La Leche League - 50th Anniversary

Happy World Breastfeeding Week! My first gift to you is a video on the history of this organization that I am proud to be a part of. La Leche League is often seen as a "white woman's group" probably because it was started by 7 suburban White housewives. However, I really believe they want to support all mothers interested in breastfeeding. La Leche League is not perfect and has a lot of work and growing to do but they, we are working on it. I believe in La Leche League and am personally doing what I can to make it an organization for ALL women.

Notice the Mocha mama with the righteous Afro about half-way through the video. So apparently we have been going to LLL meetings since at least the 70s.

2 comments:

Julie said...

Thanks for this video, it was enlightening. Before I had kids, even when my daughter was an infant, I had such a negative perception of LLL. I thought they were extremists who would lecture you on how you must nurse your child for years on end.

I even remember telling someone who asked me how long I was going to nurse that I wasn't going to "be like those crazy, La Leche-types who never know when to stop." I cringe, every time I remember that came out of my mouth.

Of course, I didn't turn into one of those people who never know when to stop. I nursed my oldest until she was 3 and my 2 year old is still going strong.

But, I have to admit, that I did find La Leche, when I went, to not be a particularly friendly environment for either working mothers or mothers of color. Now, I only have experience with one group, at one meeting, but it was negative enough to deter me from going back.

I went when my oldest was 18 months looking for some support because no one I knew had nursed that long and everyone in my life was giving me a hard time for it.

I was the only woman of color at the meeting I went to on the Upper West Side of Manhattan which is an extremely diverse neighborhood. There was only one other working mother there - she quietly skipped out of work to make it uptown to make the 11am meeting and couldn't stay long because she had to get back before anyone noticed her missing.

Other than the leader, the other women were markedly unfriendly to both the working mother (I worked also, but didn't mention it, so they didn't know) and I. They talked to each other and made little response to the comments either the working mother or I made.

Then one of the other children there began yelling at my toddler, telling her she couldn't play with the other kids. The mother of the child, and some other mothers, suggested that maybe I give my daughter some toys to play with away from the other kids. It was clear that neither my child, nor I was welcome at the meeting.

As the meeting came to a close, I was getting my daughter ready to leave and a toddler came running past, heading for an open door that had a flight of stairs immediately on the other side. Instinctively, I rushed over and grabbed the toddler up. I turned to see where her mother was, and another woman was right there, looking at me with a sour expression. She snatched the toddler from my arms, marched with her across the room, and handed her to her mother, who was looking at me as though I had tried to beat her child.

These people would have preferred to see that baby take a tumble down the steps rather than have me touch her.

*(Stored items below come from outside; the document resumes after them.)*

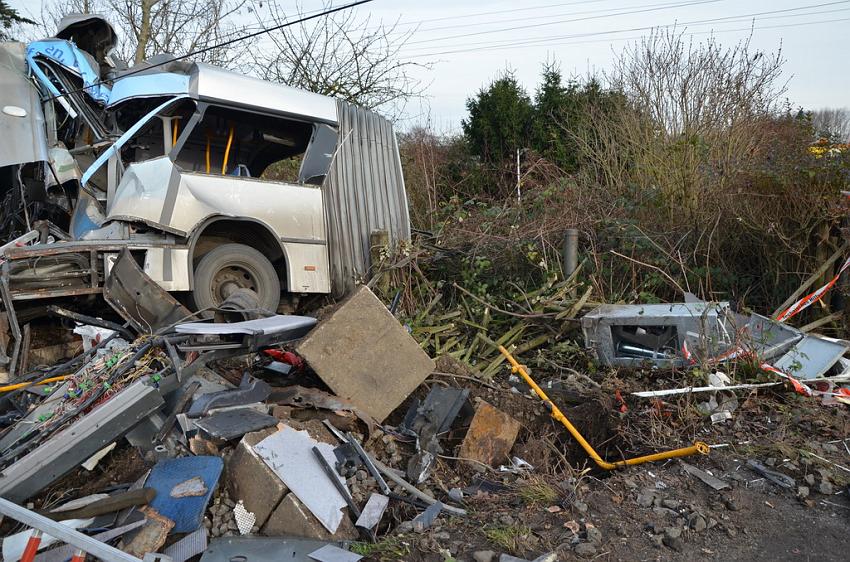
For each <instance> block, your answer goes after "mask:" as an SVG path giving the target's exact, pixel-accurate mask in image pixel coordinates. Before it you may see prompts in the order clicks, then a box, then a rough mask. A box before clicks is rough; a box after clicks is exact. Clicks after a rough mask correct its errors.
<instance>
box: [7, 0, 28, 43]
mask: <svg viewBox="0 0 850 562" xmlns="http://www.w3.org/2000/svg"><path fill="white" fill-rule="evenodd" d="M34 23H35V22H34V21H32V20H30V19H27V18H25V17H23V16H22V15H20V14H19V13H18V11H17V10H16V9H14V8H12V7H11V6H9V5H8V4H7V3H6V2H4V0H0V41H11V40H13V37H12V35H11V31H12V28H13V27H14V26H15V25H20V24H34Z"/></svg>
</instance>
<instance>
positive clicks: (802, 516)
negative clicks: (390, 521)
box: [367, 375, 850, 562]
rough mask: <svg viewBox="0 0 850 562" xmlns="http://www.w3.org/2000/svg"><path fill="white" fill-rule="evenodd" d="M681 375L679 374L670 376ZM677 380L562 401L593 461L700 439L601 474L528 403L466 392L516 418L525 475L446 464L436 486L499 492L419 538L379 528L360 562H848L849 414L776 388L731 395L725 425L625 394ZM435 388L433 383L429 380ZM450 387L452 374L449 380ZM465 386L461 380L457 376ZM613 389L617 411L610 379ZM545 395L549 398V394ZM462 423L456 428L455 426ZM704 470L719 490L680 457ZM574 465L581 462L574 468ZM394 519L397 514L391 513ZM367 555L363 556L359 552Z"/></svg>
mask: <svg viewBox="0 0 850 562" xmlns="http://www.w3.org/2000/svg"><path fill="white" fill-rule="evenodd" d="M681 377H685V375H682V376H681ZM681 377H674V378H675V379H676V380H663V379H661V378H659V377H642V376H640V375H635V378H632V379H628V378H626V379H625V380H627V381H628V382H624V377H623V376H622V375H618V376H615V377H613V378H612V379H608V380H603V384H602V388H601V389H600V390H598V391H596V392H594V393H592V394H591V395H586V396H584V397H583V398H576V397H575V396H573V397H572V398H571V397H569V396H566V397H562V398H563V399H564V401H563V402H559V403H565V404H568V403H576V402H579V403H580V404H579V405H577V406H566V405H565V406H564V408H563V409H564V412H565V414H566V415H567V416H568V417H569V418H570V419H571V420H572V421H573V423H574V424H575V425H576V426H577V427H579V429H580V430H581V431H582V432H583V433H585V436H586V437H587V438H588V441H590V442H591V443H594V444H595V445H596V448H597V450H599V451H600V453H601V454H602V456H603V457H604V458H607V459H610V460H616V459H618V458H622V456H621V455H625V456H633V455H637V454H646V453H651V452H654V451H655V450H660V449H664V448H673V447H680V446H685V445H687V444H689V443H690V442H692V441H693V440H694V439H699V440H701V441H705V442H706V443H709V444H710V445H713V446H714V447H713V448H712V450H711V452H710V454H709V455H708V456H696V457H689V458H687V459H682V460H678V459H673V460H668V461H664V462H659V463H651V464H645V465H640V466H634V467H630V468H627V469H622V470H617V471H615V472H613V473H610V472H604V471H601V470H599V469H597V468H595V467H594V466H593V464H592V462H590V463H589V462H588V458H587V455H586V454H584V452H583V451H582V450H581V449H580V448H579V447H578V446H577V444H576V443H575V441H574V440H573V439H572V438H571V437H570V436H569V435H567V434H566V431H565V430H564V429H563V428H561V427H559V426H558V424H557V423H556V422H554V421H553V420H551V419H550V418H549V417H548V415H547V414H546V412H545V411H544V410H543V408H542V407H541V406H540V403H539V402H538V401H536V400H535V399H532V398H529V397H526V396H522V395H521V394H519V393H517V392H513V391H509V390H506V389H505V388H506V386H507V384H506V383H505V381H502V382H498V381H494V382H493V383H492V384H493V386H495V387H497V388H499V390H494V389H491V388H485V387H481V388H476V389H473V396H477V397H481V398H483V399H486V400H487V401H488V402H491V403H492V404H494V405H496V406H498V407H499V408H501V409H503V410H504V411H507V412H509V413H511V414H512V415H513V416H514V417H516V418H517V419H518V420H520V421H521V422H522V423H523V427H524V429H523V432H522V434H521V436H520V439H519V441H518V443H517V445H516V446H515V448H514V450H513V453H514V454H516V455H518V456H521V457H522V458H524V459H525V460H527V461H528V462H530V463H531V464H533V465H534V466H535V467H536V469H535V471H533V472H531V473H529V474H527V475H524V476H514V475H505V474H503V473H502V474H500V473H497V472H491V471H487V472H485V473H477V474H476V472H475V471H474V470H471V469H470V468H468V467H466V466H463V463H457V462H454V463H451V462H450V461H449V462H446V463H444V464H441V470H440V471H438V473H437V474H435V475H434V476H433V477H432V478H433V479H434V481H435V483H436V485H435V486H433V487H435V488H443V489H447V488H450V487H453V486H463V485H464V484H468V483H469V482H471V481H473V480H474V479H475V478H476V477H478V478H479V479H480V478H483V479H486V480H488V481H492V482H496V483H498V484H500V485H502V486H504V488H503V489H501V490H499V491H496V492H491V493H479V494H478V495H477V496H470V497H468V498H467V499H466V506H467V507H468V509H469V511H470V514H469V516H467V517H465V518H461V517H451V518H449V517H441V518H440V519H439V520H438V522H437V523H436V524H435V525H434V526H433V527H432V528H431V529H429V530H428V531H426V532H425V533H423V534H421V535H418V534H415V533H402V534H400V533H399V532H398V530H396V531H395V532H394V533H391V534H390V535H388V536H387V537H385V538H384V539H383V541H381V542H379V543H378V545H376V546H375V547H372V550H371V555H370V556H369V557H368V559H369V560H413V561H429V562H431V561H434V562H436V561H445V560H456V561H477V560H479V559H483V560H487V555H488V553H487V552H486V551H491V552H492V553H493V554H494V557H493V560H498V556H499V555H500V554H502V553H507V554H511V555H514V556H518V557H522V558H526V559H529V560H531V559H534V558H535V557H537V556H540V555H543V554H545V553H549V552H555V553H557V556H558V559H559V560H589V559H594V560H630V561H631V560H681V559H687V560H765V561H766V560H791V559H794V560H796V559H804V560H836V561H837V560H847V559H848V554H847V549H848V547H850V497H848V493H850V489H848V483H850V431H848V429H850V421H848V417H847V412H846V410H845V407H844V406H834V407H826V406H822V405H820V404H819V403H818V402H817V401H815V400H812V399H808V398H804V397H801V396H797V395H795V394H793V393H790V392H788V391H786V390H785V389H781V388H777V389H776V390H773V389H771V390H770V391H761V392H754V393H751V394H749V395H747V394H743V395H739V397H738V398H739V401H740V406H739V408H738V409H737V410H736V411H735V412H734V414H733V418H732V420H729V421H725V422H722V423H718V424H712V423H711V422H710V421H708V420H707V419H706V418H704V417H703V416H701V415H700V414H699V413H698V412H697V411H696V408H695V407H694V406H695V403H696V400H695V399H693V398H687V399H680V400H676V401H672V402H670V403H653V402H651V401H648V400H643V399H637V398H633V397H630V396H629V395H628V393H627V391H631V390H635V389H637V388H649V387H663V385H672V384H684V383H685V380H682V379H681ZM440 382H442V383H444V381H440ZM456 382H458V383H461V382H463V381H460V380H458V381H456ZM467 384H469V383H467ZM612 384H613V385H614V386H616V387H617V388H618V389H619V388H622V393H621V395H622V396H624V397H625V402H626V404H627V405H626V409H627V410H626V412H620V411H619V406H618V404H620V403H619V401H618V400H616V399H615V398H614V396H613V390H614V389H613V387H612V386H611V385H612ZM553 399H554V397H553ZM463 429H464V428H463V427H460V428H457V430H459V431H460V433H461V434H462V432H463ZM749 459H755V460H758V461H759V462H761V463H763V464H764V465H767V466H768V468H771V469H773V470H776V471H778V472H780V473H783V474H785V475H787V476H789V477H791V478H793V480H794V485H793V487H791V488H790V489H786V488H782V487H780V486H778V485H776V484H774V483H772V482H770V481H769V480H767V479H765V478H764V477H763V476H762V475H761V474H759V473H756V472H755V471H753V470H752V469H751V468H749V467H748V466H747V460H749ZM683 461H684V462H687V463H689V464H691V465H693V466H696V467H698V468H701V469H702V470H704V471H709V472H710V473H711V474H713V475H714V476H716V477H718V478H721V479H722V480H724V481H725V482H726V483H728V485H729V486H730V489H726V490H722V491H715V490H714V489H713V488H711V487H709V486H708V485H707V484H705V483H703V482H702V481H701V480H699V479H698V478H696V477H695V476H692V475H691V474H689V473H687V472H685V471H684V469H683V464H682V462H683ZM585 468H586V469H587V470H583V469H585ZM398 515H400V514H398V513H396V516H398ZM367 552H369V550H368V549H367Z"/></svg>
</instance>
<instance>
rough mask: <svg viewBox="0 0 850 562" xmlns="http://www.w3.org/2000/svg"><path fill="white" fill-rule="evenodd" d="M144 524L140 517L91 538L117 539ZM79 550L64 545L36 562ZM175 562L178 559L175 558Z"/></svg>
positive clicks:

I left there, shaking. I had never felt so out of place, so unwelcomed. I grew up in a predominantly white neighborhood in the 1960s. I was maybe one of 10 children of color in an elementary school of about 400 kids. And I'd never experienced anything like this.

I haven't written LLLI off. I am willing to consider that it's possible that this one group was a bit of an anomaly. I actually have fantasies about becoming a leader and starting a group in Harlem or the South Bronx, where support for breastfeeding is sorely needed.

I loved seeing this video. Loved seeing how this group started and grew. It shows me that where there is a need for something, it will thrive and grow.

Anonymous said...

i loved the screaming children/babies in the background when princess grace was speaking... some things never change.